Peptide-membrane interactions are important for understanding the binding, partitioning, and folding of membrane proteins; the activity of antimicrobial and fusion peptides; and a number of other processes. We describe molecular dynamics simulations (10-25 ns) of two pentapeptides Ace-WLXLL (with X = Arg or Lys side chain) (White, S. H., and Wimley, W.C. (1996) Nat. Struct. Biol. 3, 842-848) in water and three different membrane mimetic systems: (i) a water/cyclohexane interface, (ii) water-saturated octanol, and (iii) a solvated dioleoylphosphatidylcholine bilayer. A salt bridge is found between the protonated Arg or Lys side chains with the carboxyl terminus at the three interfaces.
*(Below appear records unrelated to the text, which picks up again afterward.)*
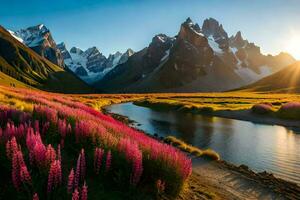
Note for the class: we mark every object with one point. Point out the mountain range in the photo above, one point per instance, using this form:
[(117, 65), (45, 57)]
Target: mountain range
[(21, 65), (197, 59), (91, 65)]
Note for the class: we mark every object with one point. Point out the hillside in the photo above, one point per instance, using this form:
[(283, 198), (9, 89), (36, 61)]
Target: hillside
[(286, 80), (197, 59), (23, 64)]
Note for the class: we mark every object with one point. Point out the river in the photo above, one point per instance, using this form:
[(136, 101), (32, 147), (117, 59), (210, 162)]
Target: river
[(275, 149)]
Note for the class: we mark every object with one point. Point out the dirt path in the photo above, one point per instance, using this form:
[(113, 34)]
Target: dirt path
[(215, 180)]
In water/cyclohexane, the salt bridge is most exposed to the water phase and least stable. In water/octanol and the lipid bilayer systems, the salt bridge once formed persists throughout the simulations. In the lipid bilayer, the salt bridge is more stable when the peptide penetrates deeper into the bilayer. In one of two peptides, a cation-pi interaction between the Arg and the Trp side chains is stable in the lipid bilayer for about 15 ns before breaking. In all cases, the conformations of the peptides are restricted by their presence at the interface and can be assigned to a few major conformational clusters. Side chains facing the water phase are most mobile. In the lipid bilayer, the peptides remain in the interface area, where they overlap with the carbonyl area of the lipid bilayer and perturb the local density profile of the bilayer. The tryptophan side chain remains in the water-lipid interface, where it interacts with the lipid choline group and forms hydrogen bonds with the ester carbonyl of the lipid and with water in the interface.